Roy Haynes: Snap Crackle
Roy Haynes (drums)
Out of the Afternoon (Impulse A(S)23)
Composed by Roy Haynes.
Recorded: New York, May 16, 1962
Rating: 92/100 (learn more)
In the late 1950s and '60s, Roy Haynes rededicated himself to the New York freelance scene. He took a walk on the wild side with such artists as Eric Dolphy, Jaki Byard, Steve Lacy, and Andrew Hill, performed straight-ahead dates with Phil Woods, Kenny Burrell, and Stan Getz, and accompanied singers Jackie Paris, Shirley Scott, and Ray Charles. So when it came time to assemble a group for his own date, Haynes cleverly combined the experimental-yet-grounded Rahsaan Roland Kirk and the classicism of pianist Tommy Flanagan, producing one of the more rewarding combinations of soloists in jazz.

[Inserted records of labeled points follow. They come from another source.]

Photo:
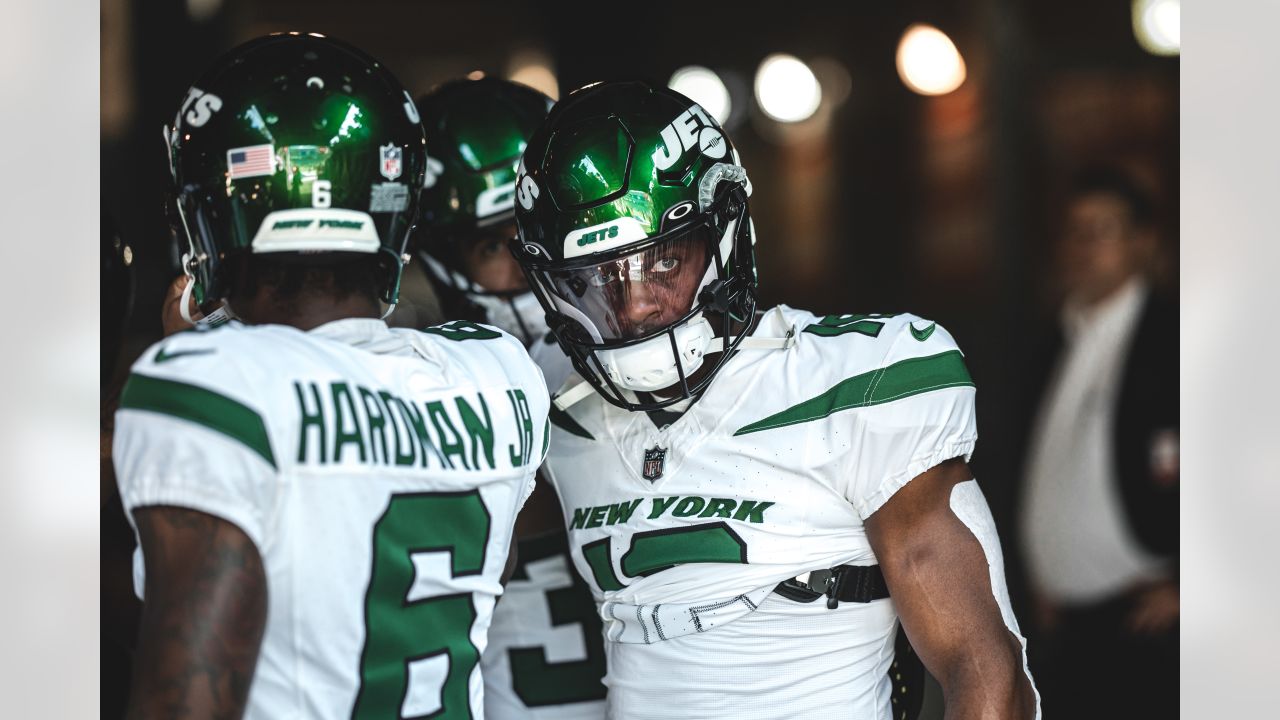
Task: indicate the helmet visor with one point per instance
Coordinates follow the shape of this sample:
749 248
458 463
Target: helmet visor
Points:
640 294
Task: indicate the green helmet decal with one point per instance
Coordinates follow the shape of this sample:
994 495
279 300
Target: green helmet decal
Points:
641 167
476 131
635 235
296 144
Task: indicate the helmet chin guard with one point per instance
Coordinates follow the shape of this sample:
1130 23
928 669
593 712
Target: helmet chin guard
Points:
650 365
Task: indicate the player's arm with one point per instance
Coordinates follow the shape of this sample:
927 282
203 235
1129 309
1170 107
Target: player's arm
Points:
202 616
927 543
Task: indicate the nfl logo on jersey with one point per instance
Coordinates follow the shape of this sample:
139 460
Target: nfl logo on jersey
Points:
653 461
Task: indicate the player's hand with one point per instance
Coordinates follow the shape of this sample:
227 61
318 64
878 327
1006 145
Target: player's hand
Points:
1156 610
170 313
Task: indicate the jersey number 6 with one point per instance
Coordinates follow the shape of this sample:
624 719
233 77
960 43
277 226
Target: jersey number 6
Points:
412 638
657 550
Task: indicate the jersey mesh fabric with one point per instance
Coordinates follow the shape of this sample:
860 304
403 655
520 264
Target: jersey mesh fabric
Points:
312 509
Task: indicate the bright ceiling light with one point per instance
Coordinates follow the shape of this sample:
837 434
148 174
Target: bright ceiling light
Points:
786 89
1159 26
928 62
534 69
705 87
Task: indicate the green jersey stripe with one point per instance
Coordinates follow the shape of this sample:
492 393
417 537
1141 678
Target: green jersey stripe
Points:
199 405
895 382
566 422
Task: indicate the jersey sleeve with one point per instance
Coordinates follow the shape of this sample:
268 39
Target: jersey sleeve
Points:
188 434
917 411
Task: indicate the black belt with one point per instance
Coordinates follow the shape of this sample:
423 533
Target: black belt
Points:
845 583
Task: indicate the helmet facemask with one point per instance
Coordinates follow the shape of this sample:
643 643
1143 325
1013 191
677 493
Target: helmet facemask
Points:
644 317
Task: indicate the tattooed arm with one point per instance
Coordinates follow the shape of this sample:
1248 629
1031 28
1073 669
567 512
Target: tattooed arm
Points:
202 616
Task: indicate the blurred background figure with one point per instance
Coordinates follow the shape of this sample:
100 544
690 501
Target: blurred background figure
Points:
1098 514
545 654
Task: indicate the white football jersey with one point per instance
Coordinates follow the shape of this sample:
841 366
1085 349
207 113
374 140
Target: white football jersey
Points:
379 473
545 655
685 531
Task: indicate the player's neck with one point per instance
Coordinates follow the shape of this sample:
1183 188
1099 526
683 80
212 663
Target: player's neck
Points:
306 310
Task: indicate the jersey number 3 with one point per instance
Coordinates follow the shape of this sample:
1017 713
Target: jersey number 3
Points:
417 656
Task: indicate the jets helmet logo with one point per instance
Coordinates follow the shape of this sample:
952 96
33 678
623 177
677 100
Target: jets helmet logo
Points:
693 128
653 463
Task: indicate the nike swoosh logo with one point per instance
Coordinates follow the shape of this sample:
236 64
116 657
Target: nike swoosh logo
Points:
161 356
922 335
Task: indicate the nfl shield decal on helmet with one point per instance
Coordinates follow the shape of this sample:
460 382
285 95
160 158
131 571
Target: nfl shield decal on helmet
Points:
653 463
392 155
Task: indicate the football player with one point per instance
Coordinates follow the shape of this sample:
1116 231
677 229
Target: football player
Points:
545 654
757 499
324 505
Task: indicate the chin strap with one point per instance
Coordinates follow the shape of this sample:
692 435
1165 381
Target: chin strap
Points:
579 391
184 304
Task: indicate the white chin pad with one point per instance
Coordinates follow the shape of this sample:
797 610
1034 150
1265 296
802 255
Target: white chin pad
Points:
969 505
650 365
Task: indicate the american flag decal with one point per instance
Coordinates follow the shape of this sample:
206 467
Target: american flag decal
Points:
251 162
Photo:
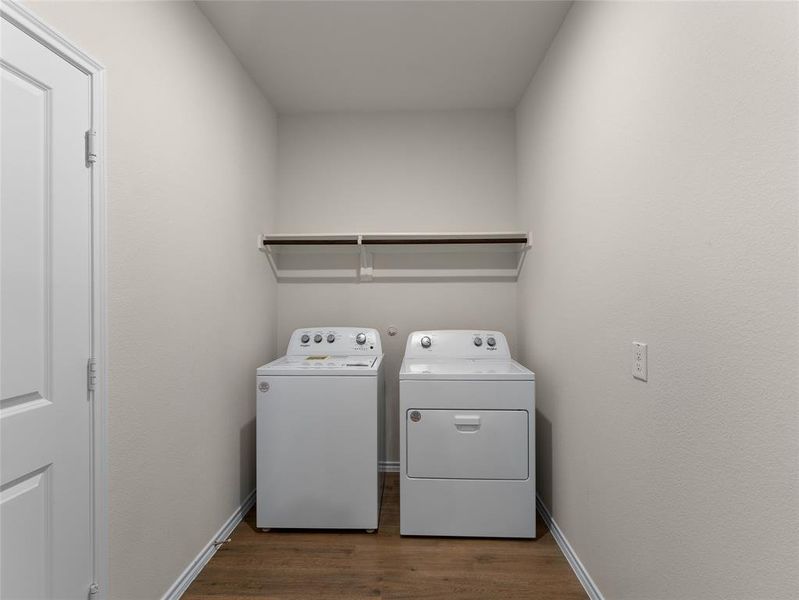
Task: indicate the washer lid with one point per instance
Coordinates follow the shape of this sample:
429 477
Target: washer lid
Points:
464 369
322 364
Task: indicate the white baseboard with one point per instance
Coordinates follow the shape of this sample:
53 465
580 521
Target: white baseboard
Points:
574 561
177 589
389 466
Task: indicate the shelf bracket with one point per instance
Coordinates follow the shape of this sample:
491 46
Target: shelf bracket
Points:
366 267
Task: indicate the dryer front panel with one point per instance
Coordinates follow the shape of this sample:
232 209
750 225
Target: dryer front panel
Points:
467 444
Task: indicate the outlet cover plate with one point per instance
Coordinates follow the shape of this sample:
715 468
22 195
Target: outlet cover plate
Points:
639 361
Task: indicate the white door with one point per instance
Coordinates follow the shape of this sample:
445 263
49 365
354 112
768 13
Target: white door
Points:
45 324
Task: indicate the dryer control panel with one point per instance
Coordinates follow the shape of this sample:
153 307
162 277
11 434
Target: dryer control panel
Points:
457 343
325 341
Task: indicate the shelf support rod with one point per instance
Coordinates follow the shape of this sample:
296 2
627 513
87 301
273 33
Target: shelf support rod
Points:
366 267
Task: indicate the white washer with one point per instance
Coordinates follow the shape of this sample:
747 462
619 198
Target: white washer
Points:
467 437
320 425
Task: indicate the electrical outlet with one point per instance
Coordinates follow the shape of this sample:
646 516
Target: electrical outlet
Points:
639 361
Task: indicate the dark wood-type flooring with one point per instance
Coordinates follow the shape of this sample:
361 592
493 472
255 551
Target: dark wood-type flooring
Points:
319 564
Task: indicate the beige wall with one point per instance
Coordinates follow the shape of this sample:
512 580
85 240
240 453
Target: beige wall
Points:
657 161
383 172
191 308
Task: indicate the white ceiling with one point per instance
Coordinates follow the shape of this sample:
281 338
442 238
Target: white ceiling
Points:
339 55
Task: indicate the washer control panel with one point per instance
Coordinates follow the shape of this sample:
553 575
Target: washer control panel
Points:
457 343
334 340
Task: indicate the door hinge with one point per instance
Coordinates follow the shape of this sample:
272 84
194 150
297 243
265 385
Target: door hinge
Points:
91 374
91 147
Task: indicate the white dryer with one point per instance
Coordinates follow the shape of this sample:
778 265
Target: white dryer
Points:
319 430
467 437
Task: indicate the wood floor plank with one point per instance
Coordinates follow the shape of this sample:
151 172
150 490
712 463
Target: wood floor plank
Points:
349 565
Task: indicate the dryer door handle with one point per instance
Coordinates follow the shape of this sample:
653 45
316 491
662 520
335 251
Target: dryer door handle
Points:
467 423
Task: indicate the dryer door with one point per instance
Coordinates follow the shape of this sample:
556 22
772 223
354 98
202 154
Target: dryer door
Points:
467 444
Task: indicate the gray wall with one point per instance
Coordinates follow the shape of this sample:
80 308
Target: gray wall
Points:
191 304
383 172
657 157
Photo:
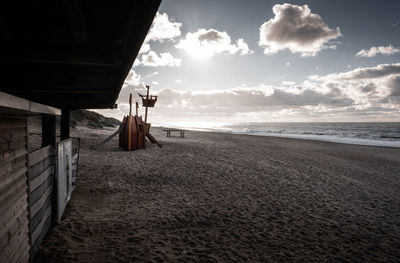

This track features the hyper-energized, prodding-and-stabbing drumming on smaller, high-pitched drums that led Haynes to acquire the very nickname of "Snap Crackle." Kirk offers a nice down-&-dirty solo here, but the drum solo is the sure highlight. Note how Haynes begins with brief 16th-note calls and responses, followed by 6 or 7 measures of offbeat 8th-note melodic patterns. He then begins the same process over again, this time extending the 16th-note runs for 10 measures, and the subsequent offbeat 8th-note runs for 12 or so. This clever, large-scale plan of laying a thoughtful foundation for improvisation is the very essence of Haynes's sound.